SOPE: Stabilizing Off-Policy Evaluation for Online RL with Prior Data
For practitioners combining offline and online RL, SOPE eliminates manual tuning of stabilization phases while improving both performance and computational efficiency.
SOPE uses an actor-aligned Off-Policy Policy Evaluation signal to dynamically control offline training length in online RL with prior data, improving baseline performance by up to 45.6% and reducing TFLOPs by up to 22x on 25 continuous control tasks.
Incorporating prior data into online reinforcement learning accelerates training but typically forces a difficult trade-off between high computational costs and long, multi-stage training pipelines. While fixed-length stabilization phases are significantly more computationally efficient than static update schedules, they require task-dependent manual tuning, risking either the waste of prior knowledge or severe overfitting.
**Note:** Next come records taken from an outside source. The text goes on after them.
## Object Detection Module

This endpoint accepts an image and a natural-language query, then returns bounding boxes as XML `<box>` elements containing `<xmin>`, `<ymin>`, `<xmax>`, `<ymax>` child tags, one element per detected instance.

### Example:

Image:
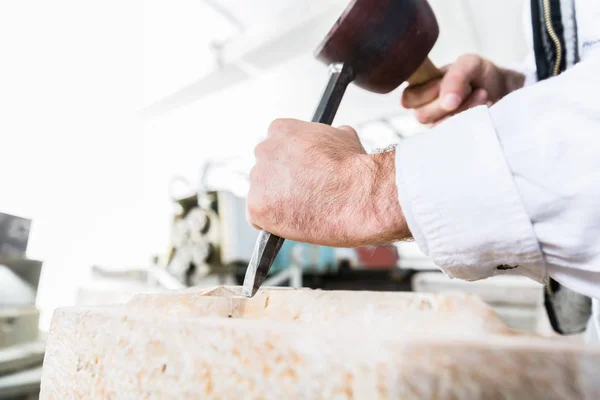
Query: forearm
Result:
<box><xmin>369</xmin><ymin>149</ymin><xmax>410</xmax><ymax>244</ymax></box>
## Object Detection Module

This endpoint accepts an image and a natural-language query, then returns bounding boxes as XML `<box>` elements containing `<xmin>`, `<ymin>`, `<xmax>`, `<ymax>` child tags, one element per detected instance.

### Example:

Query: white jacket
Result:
<box><xmin>396</xmin><ymin>0</ymin><xmax>600</xmax><ymax>304</ymax></box>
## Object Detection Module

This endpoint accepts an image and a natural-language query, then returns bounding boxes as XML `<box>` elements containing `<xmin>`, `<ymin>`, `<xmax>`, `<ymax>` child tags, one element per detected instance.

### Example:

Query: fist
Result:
<box><xmin>247</xmin><ymin>119</ymin><xmax>407</xmax><ymax>247</ymax></box>
<box><xmin>402</xmin><ymin>55</ymin><xmax>525</xmax><ymax>124</ymax></box>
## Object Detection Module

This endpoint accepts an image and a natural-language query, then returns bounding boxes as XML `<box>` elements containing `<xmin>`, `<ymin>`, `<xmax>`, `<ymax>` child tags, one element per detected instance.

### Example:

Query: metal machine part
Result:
<box><xmin>243</xmin><ymin>0</ymin><xmax>441</xmax><ymax>297</ymax></box>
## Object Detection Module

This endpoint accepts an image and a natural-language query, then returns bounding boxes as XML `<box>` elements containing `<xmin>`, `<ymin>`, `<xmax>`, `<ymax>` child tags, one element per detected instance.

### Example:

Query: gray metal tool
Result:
<box><xmin>242</xmin><ymin>0</ymin><xmax>441</xmax><ymax>297</ymax></box>
<box><xmin>242</xmin><ymin>63</ymin><xmax>354</xmax><ymax>297</ymax></box>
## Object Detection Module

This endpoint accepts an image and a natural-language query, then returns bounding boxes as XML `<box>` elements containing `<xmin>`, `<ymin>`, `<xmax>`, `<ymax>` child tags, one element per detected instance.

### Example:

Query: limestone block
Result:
<box><xmin>41</xmin><ymin>287</ymin><xmax>600</xmax><ymax>400</ymax></box>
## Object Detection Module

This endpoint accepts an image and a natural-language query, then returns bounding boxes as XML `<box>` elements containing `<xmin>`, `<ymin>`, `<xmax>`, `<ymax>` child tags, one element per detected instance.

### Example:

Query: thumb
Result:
<box><xmin>440</xmin><ymin>56</ymin><xmax>483</xmax><ymax>111</ymax></box>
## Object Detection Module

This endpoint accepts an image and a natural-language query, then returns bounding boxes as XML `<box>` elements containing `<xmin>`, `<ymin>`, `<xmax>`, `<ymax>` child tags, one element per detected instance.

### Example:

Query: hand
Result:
<box><xmin>402</xmin><ymin>55</ymin><xmax>525</xmax><ymax>124</ymax></box>
<box><xmin>247</xmin><ymin>119</ymin><xmax>410</xmax><ymax>247</ymax></box>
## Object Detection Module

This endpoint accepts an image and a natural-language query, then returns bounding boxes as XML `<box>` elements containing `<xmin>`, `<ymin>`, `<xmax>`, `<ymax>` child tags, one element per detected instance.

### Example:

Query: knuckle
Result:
<box><xmin>267</xmin><ymin>118</ymin><xmax>292</xmax><ymax>136</ymax></box>
<box><xmin>339</xmin><ymin>125</ymin><xmax>358</xmax><ymax>137</ymax></box>
<box><xmin>254</xmin><ymin>141</ymin><xmax>269</xmax><ymax>158</ymax></box>
<box><xmin>458</xmin><ymin>54</ymin><xmax>481</xmax><ymax>66</ymax></box>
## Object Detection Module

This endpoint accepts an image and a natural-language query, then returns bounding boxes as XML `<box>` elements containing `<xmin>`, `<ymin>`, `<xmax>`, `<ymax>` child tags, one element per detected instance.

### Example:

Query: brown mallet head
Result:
<box><xmin>316</xmin><ymin>0</ymin><xmax>439</xmax><ymax>93</ymax></box>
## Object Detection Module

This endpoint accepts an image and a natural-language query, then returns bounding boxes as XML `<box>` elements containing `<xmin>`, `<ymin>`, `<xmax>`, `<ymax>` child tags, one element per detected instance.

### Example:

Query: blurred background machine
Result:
<box><xmin>166</xmin><ymin>160</ymin><xmax>410</xmax><ymax>290</ymax></box>
<box><xmin>0</xmin><ymin>213</ymin><xmax>45</xmax><ymax>399</ymax></box>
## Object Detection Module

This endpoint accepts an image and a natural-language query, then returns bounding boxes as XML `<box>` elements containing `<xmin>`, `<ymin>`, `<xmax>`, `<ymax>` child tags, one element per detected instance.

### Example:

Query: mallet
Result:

To address this, we propose SOPE, an algorithm that uses an actor-aligned Off-Policy Policy Evaluation (OPE) signal as an automated early-stopping mechanism to dynamically control the length of offline training phases. By evaluating the critic on a held-out validation split under the current policy's action distribution, SOPE halts gradient updates exactly when out-of-distribution benefits saturate, eliminating the need for manual schedule tuning. Evaluated on 25 continuous control tasks from the Minari benchmark suite, SOPE improves baseline performance by up to 45.6% while reducing the required TFLOPs by up to 22x, thus balancing the tradeoff between sample and computational efficiency. These findings demonstrate that adaptive, evaluation-driven update schedules are more effective than relying on static, exhaustive update schedules.